TORONTO — The buzz coming from the stands inside Scotiabank Arena ramped up each time Pascal Siakam got the ball in isolation. Fadeaway, layup, pull-up jumper, baseline spin — the Washington Wizards had no answer for any of it, and the crowd was ready to erupt after each bucket.
The Wizards lost their second straight and for the third time in four games by taking a 102-90 defeat against the Raptors. They followed one of their worst games of the season — Friday’s 116-101 home loss to the Cleveland Cavaliers — with an ugly first half that put them in a hole too deep to climb out of.
Siakam put up 31 points, falling one shy of his season high, while adding six rebounds and three assists. He had 17 points on 7-for-7 shooting in the second quarter alone as Toronto went into halftime with a 63-42 lead.
The Wizards scored just 12 points in the first quarter, their fewest in a quarter this season. The offense picked up in the second, but the Raptors scored 40 points to erase any advantage. Guard Kentavious Caldwell-Pope decried a “lazy mentality” for the slow starts.
“[Siakam is] a really good player,” Coach Wes Unseld Jr. said. “Second half we tried to minimize switching on certain guys. The bottom line, 12-point first quarter, puts you in a hole for us offensively. Second quarter, they got going. Scored 40 points. ... From those two quarters alone, there’s the game.”
Unseld said the Wizards need to limit empty possessions; he believes pressure seems to mount on his players when shots aren’t falling and, in turn, they start to press.
Chris Boucher finished with 14 points off the bench for Toronto, and Precious Achiuwa had 10 points and 14 rebounds.
Caldwell-Pope was the lone bright spot for the Wizards: He had 26 points on 8-for-9 shooting (including 4 for 4 from three-point range) after getting hot in the second half. Bradley Beal was Washington’s only other player in double figures with 14.
“Just taking my shots,” Caldwell-Pope said. “Being comfortable. Taking what the defense is giving me. Just playing within the flow of the game. Just wanted to go out tonight and just play basketball. Last game I had a lot going on with the refs. I know that takes me out of my game, and it hurts my team. So tonight I tried to just really focus on myself and get the job done.”

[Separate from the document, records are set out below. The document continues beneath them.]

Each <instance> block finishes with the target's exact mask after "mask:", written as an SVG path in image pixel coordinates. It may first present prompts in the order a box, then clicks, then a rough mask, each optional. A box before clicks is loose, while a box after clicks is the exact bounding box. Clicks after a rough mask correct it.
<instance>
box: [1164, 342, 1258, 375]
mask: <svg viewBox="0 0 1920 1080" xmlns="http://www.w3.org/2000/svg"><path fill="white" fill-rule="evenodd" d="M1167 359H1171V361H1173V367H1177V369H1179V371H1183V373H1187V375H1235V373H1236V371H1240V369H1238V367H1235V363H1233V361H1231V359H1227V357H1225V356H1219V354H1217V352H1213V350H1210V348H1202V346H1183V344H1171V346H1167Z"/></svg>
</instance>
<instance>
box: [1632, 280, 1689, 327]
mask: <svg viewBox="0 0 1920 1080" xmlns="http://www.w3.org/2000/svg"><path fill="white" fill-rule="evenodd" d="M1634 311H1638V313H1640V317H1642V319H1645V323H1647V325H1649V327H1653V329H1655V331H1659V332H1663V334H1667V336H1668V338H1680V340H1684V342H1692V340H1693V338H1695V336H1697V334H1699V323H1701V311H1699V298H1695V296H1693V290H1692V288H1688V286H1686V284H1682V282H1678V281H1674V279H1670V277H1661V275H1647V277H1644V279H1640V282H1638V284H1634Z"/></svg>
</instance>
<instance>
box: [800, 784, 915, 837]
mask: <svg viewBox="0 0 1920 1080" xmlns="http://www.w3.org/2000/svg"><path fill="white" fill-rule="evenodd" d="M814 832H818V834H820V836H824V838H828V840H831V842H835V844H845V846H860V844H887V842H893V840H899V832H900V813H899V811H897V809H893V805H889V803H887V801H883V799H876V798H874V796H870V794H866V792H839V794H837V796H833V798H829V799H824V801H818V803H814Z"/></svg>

Here is what to know about Sunday’s game:
Centers struggle again
Consistency continues to be an issue for centers Daniel Gafford and Montrezl Harrell. Gafford was held to his second-fewest points of the season Friday and matched that output with four Sunday. He had more fouls (five) than shot attempts (four). Harrell failed to score in double figures for just the second time Friday and matched a season low with six points Sunday.
“It’s not for lack of effort,” Unseld said before the game. “They’re trying to get us going at times, but it’s plays aren’t going their way [or] they’re not going to the line. Whatever it may be, I don’t think it’s an effort issue, which I can live with. The ball just doesn’t go in. It is what it is, but I think they’re just continuing to try to find ways to impact the game for us.”
Beal remains off-target
Beal’s shot continues to be off; he finished 4 for 12 from the field. He has failed to shoot better than 40 percent in each of his past four games.
The NBA’s second-leading scorer last season was held to 19 points or fewer in each of those games, and his 14 points Sunday matched a season low — which he set in Friday’s loss. The Raptors blitzed Beal with traps and sent extra defenders at every opportunity, but Washington wasn’t able to take advantage when he passed out of them.
Sticking with the plan
Wizards point guard Spencer Dinwiddie has not played in the second game of back-to-backs as part of a plan to be careful with his surgically repaired right knee. Washington was set to fly to Indianapolis after Sunday night’s game, with a 7 p.m. tip-off slated for Monday against the Indiana Pacers. Unseld said the Wizards have talked about Dinwiddie sometimes taking off the first half of back-to-backs, but they’re comfortable with the way they have decided to do things.
Dinwiddie continued his recent offensive struggles with nine points on 3-for-11 shooting Sunday.
“We’ve got guys who can score,” Unseld said. “He, I think, takes the mind-set of, ‘I got to set the table for everybody.’ A lot of times we’ve seen him get going late in the second half and all through the fourth quarter. The challenge is finding that balance where you pick your spots and be aggressive. There are times where, I’m not saying he’s turning down shots, but I think he’s looking to keep others involved instead of attacking a matchup that we like. Play downhill — that plays to his strength.
“So maybe it’s me just having a couple more plays specifically for him, and maybe that helps get him going.”